When you build on AWS, one of the first decisions you make is where my code runs. Three broad patterns have emerged over the last decade:
| Architecture | Core Idea | AWS Compute Primitive |
|---|---|---|
| Server-Based | You provision and manage servers. Code runs on always-on instances. | EC2, ECS/EKS (Fargate excluded) |
| Serverless | You write code, AWS runs it. No servers to think about. | Lambda, Fargate, API Gateway, DynamoDB |
| Hybrid | You use both serverless for event-driven spikes, servers for sustained load. | Mix of everything |
None is universally “best.” The right choice depends on your workload’s traffic pattern, latency requirements, operational maturity, and cost profile.
A useful mental model is to think in terms of two user levels:
- Baseline users — the consistent, everyday load your system always handles. Serverful infrastructure is well-suited here because you can size servers for this level and pay a flat, predictable rate.
- Peak users — the burst above baseline that happens during launches, sales, or viral moments. Serverless shines here because it scales instantly to absorb the spike and scales back to zero when it’s over.

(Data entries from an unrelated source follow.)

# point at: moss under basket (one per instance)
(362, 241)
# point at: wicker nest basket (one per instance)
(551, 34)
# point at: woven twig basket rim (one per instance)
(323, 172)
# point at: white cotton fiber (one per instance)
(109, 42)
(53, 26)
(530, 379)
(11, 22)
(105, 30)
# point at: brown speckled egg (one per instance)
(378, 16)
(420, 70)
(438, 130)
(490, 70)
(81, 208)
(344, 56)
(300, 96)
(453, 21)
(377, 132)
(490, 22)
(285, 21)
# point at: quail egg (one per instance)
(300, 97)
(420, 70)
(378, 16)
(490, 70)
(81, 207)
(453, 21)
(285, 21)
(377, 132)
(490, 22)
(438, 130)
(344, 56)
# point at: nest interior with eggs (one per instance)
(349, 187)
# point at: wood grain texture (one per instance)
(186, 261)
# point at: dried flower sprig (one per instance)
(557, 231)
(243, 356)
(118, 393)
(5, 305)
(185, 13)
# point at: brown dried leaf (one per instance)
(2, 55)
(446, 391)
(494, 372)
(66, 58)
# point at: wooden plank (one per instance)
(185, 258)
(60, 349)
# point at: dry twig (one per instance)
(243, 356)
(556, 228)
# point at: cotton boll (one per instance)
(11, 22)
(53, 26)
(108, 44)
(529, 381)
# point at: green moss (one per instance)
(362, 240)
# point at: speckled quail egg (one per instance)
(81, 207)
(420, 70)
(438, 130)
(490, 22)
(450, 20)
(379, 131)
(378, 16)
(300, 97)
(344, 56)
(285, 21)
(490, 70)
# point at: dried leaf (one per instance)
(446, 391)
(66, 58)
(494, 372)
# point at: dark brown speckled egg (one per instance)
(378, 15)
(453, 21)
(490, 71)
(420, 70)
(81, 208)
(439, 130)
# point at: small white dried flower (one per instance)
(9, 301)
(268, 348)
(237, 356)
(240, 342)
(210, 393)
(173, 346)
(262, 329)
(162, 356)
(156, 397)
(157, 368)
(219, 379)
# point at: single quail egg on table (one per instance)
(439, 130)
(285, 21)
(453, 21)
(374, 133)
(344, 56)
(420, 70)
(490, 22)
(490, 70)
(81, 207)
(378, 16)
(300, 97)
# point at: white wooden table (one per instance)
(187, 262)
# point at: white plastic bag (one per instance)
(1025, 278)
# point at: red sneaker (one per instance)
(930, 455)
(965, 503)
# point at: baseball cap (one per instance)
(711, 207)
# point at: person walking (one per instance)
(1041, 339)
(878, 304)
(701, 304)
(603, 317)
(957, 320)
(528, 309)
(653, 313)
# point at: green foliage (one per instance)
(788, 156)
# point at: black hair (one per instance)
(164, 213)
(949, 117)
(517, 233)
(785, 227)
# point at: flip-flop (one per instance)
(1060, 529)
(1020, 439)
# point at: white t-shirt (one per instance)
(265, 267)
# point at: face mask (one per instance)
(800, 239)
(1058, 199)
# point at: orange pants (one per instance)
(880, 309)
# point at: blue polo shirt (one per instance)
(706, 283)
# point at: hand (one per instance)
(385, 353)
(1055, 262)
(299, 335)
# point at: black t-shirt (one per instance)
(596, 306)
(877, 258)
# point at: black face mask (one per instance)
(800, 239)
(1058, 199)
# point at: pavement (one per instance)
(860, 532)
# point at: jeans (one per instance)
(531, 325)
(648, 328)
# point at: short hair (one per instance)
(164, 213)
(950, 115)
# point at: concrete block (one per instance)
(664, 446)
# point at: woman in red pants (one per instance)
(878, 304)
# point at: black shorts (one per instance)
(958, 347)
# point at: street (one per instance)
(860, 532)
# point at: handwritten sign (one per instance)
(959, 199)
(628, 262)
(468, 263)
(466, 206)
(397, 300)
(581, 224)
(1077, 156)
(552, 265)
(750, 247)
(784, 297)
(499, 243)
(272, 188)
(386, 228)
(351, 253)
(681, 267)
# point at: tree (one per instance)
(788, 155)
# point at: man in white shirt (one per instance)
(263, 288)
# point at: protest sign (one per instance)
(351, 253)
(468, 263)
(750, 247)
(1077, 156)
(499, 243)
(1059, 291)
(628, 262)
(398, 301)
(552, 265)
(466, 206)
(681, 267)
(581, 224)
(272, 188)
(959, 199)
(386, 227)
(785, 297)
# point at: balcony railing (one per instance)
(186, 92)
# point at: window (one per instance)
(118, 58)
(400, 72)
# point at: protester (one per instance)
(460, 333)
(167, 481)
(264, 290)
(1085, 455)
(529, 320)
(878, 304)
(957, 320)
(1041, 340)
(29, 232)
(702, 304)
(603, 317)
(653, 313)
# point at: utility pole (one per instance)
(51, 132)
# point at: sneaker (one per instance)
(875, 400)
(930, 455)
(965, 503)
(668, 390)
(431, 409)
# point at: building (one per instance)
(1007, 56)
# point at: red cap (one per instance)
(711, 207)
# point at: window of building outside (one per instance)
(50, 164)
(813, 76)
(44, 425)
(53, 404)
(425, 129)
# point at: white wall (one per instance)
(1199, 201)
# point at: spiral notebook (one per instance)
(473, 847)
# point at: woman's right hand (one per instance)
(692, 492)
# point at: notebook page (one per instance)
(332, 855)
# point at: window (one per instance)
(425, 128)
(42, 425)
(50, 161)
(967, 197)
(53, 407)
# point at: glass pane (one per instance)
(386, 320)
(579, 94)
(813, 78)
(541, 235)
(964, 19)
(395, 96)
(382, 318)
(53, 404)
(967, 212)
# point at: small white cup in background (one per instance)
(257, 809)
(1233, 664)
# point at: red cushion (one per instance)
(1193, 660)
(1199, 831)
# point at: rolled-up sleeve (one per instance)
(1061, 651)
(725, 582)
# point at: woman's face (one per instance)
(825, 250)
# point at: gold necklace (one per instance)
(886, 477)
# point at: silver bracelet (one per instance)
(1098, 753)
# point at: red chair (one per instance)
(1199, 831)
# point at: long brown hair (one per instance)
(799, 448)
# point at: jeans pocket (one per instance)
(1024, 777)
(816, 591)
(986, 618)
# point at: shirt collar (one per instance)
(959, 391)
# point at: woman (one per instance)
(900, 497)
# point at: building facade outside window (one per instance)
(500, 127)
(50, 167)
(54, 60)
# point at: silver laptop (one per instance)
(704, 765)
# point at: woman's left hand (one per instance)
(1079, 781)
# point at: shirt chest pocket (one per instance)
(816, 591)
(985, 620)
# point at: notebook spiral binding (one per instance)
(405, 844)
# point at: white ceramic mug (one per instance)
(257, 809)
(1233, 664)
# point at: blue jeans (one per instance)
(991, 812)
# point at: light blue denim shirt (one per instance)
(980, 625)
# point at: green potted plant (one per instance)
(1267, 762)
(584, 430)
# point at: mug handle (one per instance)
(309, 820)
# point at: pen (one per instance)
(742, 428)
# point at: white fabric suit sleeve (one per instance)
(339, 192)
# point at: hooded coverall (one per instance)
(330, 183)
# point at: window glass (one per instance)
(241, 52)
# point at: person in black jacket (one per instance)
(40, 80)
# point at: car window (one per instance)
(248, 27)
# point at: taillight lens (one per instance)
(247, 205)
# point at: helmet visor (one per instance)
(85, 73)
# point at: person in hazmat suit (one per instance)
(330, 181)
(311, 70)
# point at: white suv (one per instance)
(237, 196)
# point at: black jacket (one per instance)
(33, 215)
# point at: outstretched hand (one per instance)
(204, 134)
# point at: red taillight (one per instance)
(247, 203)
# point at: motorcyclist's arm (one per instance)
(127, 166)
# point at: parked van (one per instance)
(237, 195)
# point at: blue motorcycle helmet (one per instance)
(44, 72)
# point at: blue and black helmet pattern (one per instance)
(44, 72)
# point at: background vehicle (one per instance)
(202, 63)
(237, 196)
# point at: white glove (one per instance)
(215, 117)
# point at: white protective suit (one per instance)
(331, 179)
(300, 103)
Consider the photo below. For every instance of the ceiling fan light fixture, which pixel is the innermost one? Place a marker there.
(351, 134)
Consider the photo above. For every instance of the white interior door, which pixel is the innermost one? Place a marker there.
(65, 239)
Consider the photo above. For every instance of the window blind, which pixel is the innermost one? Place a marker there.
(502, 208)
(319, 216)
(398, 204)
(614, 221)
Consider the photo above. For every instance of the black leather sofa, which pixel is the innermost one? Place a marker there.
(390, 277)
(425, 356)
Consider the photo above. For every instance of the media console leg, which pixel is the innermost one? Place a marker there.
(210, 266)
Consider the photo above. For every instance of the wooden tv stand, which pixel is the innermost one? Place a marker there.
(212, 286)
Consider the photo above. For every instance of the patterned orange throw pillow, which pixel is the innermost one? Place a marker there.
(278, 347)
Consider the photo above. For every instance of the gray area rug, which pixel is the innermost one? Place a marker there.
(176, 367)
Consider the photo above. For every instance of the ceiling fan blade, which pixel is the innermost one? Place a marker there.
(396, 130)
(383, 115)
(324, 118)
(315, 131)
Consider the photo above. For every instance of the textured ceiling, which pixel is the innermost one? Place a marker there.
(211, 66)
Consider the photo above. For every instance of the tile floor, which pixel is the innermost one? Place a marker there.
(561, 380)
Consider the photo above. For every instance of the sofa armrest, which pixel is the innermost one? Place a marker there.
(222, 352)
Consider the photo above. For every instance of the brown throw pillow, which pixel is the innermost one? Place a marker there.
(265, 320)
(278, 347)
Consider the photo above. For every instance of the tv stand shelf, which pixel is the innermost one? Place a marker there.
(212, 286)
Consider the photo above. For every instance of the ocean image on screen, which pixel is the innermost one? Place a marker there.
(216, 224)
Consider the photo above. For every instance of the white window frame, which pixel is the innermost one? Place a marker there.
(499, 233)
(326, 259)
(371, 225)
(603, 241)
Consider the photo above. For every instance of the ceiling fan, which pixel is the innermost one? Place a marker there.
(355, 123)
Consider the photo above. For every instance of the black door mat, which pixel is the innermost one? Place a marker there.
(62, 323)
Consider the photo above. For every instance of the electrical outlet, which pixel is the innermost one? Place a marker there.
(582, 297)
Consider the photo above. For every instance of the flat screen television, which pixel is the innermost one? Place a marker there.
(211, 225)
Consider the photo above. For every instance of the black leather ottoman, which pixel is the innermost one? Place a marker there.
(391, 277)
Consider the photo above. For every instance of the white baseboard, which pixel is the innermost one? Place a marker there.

The gap between your baseline and peak load is often the deciding factor in which architecture — or combination — makes the most sense.
Serverless
Serverless computing is a cloud-computing execution model where the cloud provider dynamically manages the allocation and provisioning of servers. In this model, developers can focus on writing code without worrying about the underlying infrastructure.
| Pros | Cons |
|---|---|
| No server management — infrastructure is handled by the provider | Cold starts can introduce latency on first invocation |
| Scales automatically from zero to peak demand | Execution time limits (e.g. 15 min max on Lambda) |
| Pay-per-use pricing — no cost when idle | Cost more than serverful on long-running or stateful workloads |
| Built-in high availability and fault tolerance | Debugging and local testing can be complex |
| Encourages small, focused functions | Cost can spike unexpectedly under high sustained traffic |
When to use serverless
| Use Serverless When… | Example |
|---|---|
| Traffic is spiky or unpredictable | A marketing campaign site that gets bursts of visitors |
| You need event-driven processing | Resize images when uploaded to S3 |
| You want to minimize operational overhead | A small startup with no dedicated ops team |
| Workloads are short-lived | Sending a welcome email after user signup |
| You’re building APIs with variable load | A REST API that sees low traffic at night and peaks during day |
When NOT to use serverless
| Avoid Serverless When… | Example |
|---|---|
| Workloads run continuously | A real-time trading engine that must always be responsive |
| Latency is critical and cold starts hurt | A low-latency gaming backend or financial tick processor |
| Execution runs longer than provider limits | A video transcoding job that takes 30+ minutes |
Serverful
Serverful computing refers to traditional server-based architectures where developers provision and manage servers to run their applications. This model provides more control over the environment but requires more operational effort.
| Pros | Cons |
|---|---|
| Full control over the runtime, OS, and hardware configuration | Requires provisioning, patching, and maintaining servers |
| Predictable performance — no cold starts or execution time limits | Must over-provision capacity to handle traffic spikes |
| Cost-effective for sustained, high-throughput workloads | You pay for idle capacity even when traffic is low |
| Easier to run stateful applications and persistent connections | Scaling requires manual configuration or complex auto-scaling |
| Simpler local development and debugging experience | Higher operational overhead — needs DevOps expertise |
When to use serverful
| Use Serverful When… | Example |
|---|---|
| Workloads run continuously at high throughput | A high-traffic e-commerce platform with millions of daily users |
| Low and consistent latency is required | A multiplayer game server maintaining persistent player connections |
| Jobs run longer than serverless execution limits | Batch video transcoding or large ML model training jobs |
When NOT to use serverful
| Avoid Serverful When… | Example |
|---|---|
| Traffic is unpredictable or mostly idle | A seasonal campaign site that’s quiet 90% of the year |
| Workloads are short, event-triggered tasks | Sending notifications or processing webhook payloads |
Hybrid
A hybrid architecture combines serverful and serverless components within the same system. The idea is to run your baseline workload on always-on servers — where predictable cost and low latency matter — while offloading peak or event-driven workloads to serverless functions that scale automatically and cost nothing when idle.
For example, a streaming platform might run its core video delivery service on EC2 instances (serverful) for consistent low-latency playback, while using Lambda (serverless) to handle thumbnail generation, notification dispatch, and usage analytics — tasks that are triggered by events and don’t need to run continuously.
This approach lets you optimise for cost and performance at each layer rather than forcing every workload into a single model.